I could go on and on here, listing favourite episodes (Remedial Chaos Theory), favourite characters (everybody, really, even Fat Neil), favourite catch-phrases (Troy and Abed in the mor-ning), favourite inside jokes (Annie’s Boobs), favourite moments (Jeff turning into Dean Pelton during Abed’s meta-documentary), but I won’t. There are just too many. You see, NBC, that’s what happens when you have a classic on your hands – people fall in love not just with the characters, but with their universe itself. You saw this with Cheers, you saw this with Seinfeld, you saw this with Friends. You have the makings of another monster on your hands with Community, but instead you decide to pull it for the vagina-trash that is Whitney (the dude who plays her boyfriend is an atrocious actor, not helped by the weak writing – yes, I gave it a shot because I like Whitney Cumming’s stand-up).
Not only are you holding Whitney up as your shining moment of the year, but you gave her herpes-ridden friend Chelsea Handler a clone of her show as well, so now we television viewers can get eye-gonorrhea twice as quickly, I’m assuming. 30 Rock was moderately funny its first year on the air, but what started as a parody quickly turned in on itself and started taking itself too seriously, and the humour left it by Season Two, and in my opinion, that show is only still alive because of stunt-casting and because you guys love yourselves so much that you can’t bear to cancel yourselves. I almost feel bad for Tina Fey because she’s so much funnier than that, but I guess the paychecks are too big for her to walk away from.
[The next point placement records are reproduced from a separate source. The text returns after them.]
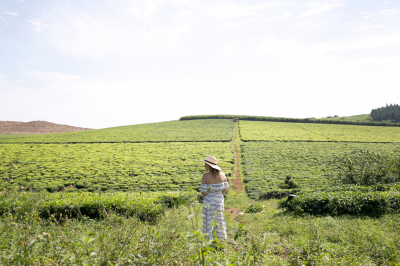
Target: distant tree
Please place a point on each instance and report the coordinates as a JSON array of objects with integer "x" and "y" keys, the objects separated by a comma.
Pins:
[{"x": 388, "y": 113}]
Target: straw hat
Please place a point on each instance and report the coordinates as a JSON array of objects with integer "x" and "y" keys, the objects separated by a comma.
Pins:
[{"x": 211, "y": 161}]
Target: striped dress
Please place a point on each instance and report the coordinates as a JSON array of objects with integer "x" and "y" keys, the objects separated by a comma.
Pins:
[{"x": 213, "y": 210}]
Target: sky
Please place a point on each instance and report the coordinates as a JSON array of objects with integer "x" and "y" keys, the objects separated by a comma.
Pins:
[{"x": 106, "y": 63}]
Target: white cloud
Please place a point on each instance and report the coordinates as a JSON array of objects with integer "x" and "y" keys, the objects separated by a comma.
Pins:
[
  {"x": 5, "y": 21},
  {"x": 229, "y": 49},
  {"x": 37, "y": 24},
  {"x": 11, "y": 13},
  {"x": 167, "y": 36},
  {"x": 364, "y": 27},
  {"x": 307, "y": 25},
  {"x": 229, "y": 10},
  {"x": 52, "y": 77},
  {"x": 318, "y": 8},
  {"x": 144, "y": 8},
  {"x": 381, "y": 13}
]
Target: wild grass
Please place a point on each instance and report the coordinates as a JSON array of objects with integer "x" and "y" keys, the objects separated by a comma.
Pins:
[{"x": 273, "y": 237}]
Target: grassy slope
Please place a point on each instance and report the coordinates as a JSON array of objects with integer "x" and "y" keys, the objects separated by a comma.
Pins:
[
  {"x": 109, "y": 166},
  {"x": 274, "y": 237},
  {"x": 200, "y": 130},
  {"x": 364, "y": 117},
  {"x": 273, "y": 131}
]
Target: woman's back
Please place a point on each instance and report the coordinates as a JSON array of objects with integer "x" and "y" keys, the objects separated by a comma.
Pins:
[{"x": 210, "y": 179}]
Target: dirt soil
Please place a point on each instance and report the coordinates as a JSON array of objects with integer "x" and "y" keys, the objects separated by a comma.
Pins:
[
  {"x": 233, "y": 212},
  {"x": 236, "y": 182},
  {"x": 35, "y": 127}
]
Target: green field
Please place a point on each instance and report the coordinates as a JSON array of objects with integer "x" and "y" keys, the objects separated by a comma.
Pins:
[
  {"x": 118, "y": 209},
  {"x": 196, "y": 130},
  {"x": 266, "y": 164},
  {"x": 279, "y": 131},
  {"x": 362, "y": 118},
  {"x": 117, "y": 166}
]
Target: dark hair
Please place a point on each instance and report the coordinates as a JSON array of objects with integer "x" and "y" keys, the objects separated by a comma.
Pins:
[{"x": 214, "y": 172}]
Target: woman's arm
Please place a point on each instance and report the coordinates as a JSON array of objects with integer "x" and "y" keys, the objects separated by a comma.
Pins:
[{"x": 203, "y": 181}]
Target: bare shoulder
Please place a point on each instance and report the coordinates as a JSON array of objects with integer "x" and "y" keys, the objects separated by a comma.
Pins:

So, basically, you’ve exiled the hilarity and originality that is Community, in exchange for a tired premise about yourselves, and two women who are proud to present themselves as slutty douchebags. Good thinking – pander to the lowest common-denominator, NBC. What’s next for you? Running clip-shows of outtakes from Jersey Shore?
I know Community hasn’t been cancelled yet, but being put on hiatus until summer is never a good sign. I urge you to reconsider your plans, switch-up the schedule, and keep Community running strong. So far, Season Three has been the most original and creative yet, so why cut it off in the middle when the show is really starting to build its fan-base (see Twitter if you don’t believe me). I’m not asking you for Six Seasons and a Movie – I’m just asking that you don’t replace something fresh, unique, and blindingly brilliant with a retread of the same crap that already isn’t working for you. If you can find a show as innovative, entertaining, and mind-blowlingly surprising as Community has been during its two and a half seasons, by all means, let’s give it a chance, but to destroy something so perfect in favour of the asinine, that’s just stupid.
Honestly, if I was on your Board, all the execs would have been handed pink-slips about a year ago. You guys used to be Number One with a bullet, no, a nuclear bomb! Now you’re just a bomb. Decisions like this are the reason why.
PS Also, on behalf of every red-blooded straight man in North America, these two girls NEED to be on television every week!!!